Giter VIP home page Giter VIP logo

chart2text's Introduction

Chart-to-Text: Generating Natural Language Explanations for Charts by Adapting the Transformer Model

Code for Chart-to-Text: Generating Natural Language Explanations for Charts by Adapting the Transformer Model.

Much of the code is adapted from Enhanced Transformer Model for Data-to-Text Generation [PDF] (Gong, Crego, Senellart; WNGT2019). https://github.com/gongliym/data2text-transformer

This project aims to automatically generate salient summaries from a chart's data table using a modified Transformer model.

2022 Update

Newer paper + dataset on this topic: Chart-to-Text: A Large-Scale Benchmark for Chart Summarization (Paper on arXiv)
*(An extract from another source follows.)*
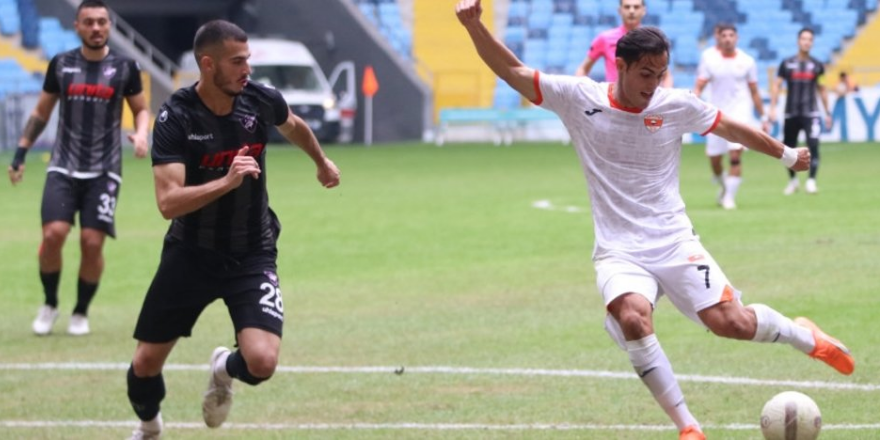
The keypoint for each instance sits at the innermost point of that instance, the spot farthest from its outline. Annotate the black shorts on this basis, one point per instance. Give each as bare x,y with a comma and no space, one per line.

Also visit SciCap: Scientific Figures Dataset for a related project with a larger and more detailed dataset.

Dataset

The dataset is stored in the dataset directory. There are individual files for each statistic's title, data, and caption in their respective folders.

Statistics which only contains two columns i.e simple bar or line charts are found in the dataset folder, and statistics with more than two columns i.e grouped bar or multi-line charts are found in the dataset/multiColumn folder.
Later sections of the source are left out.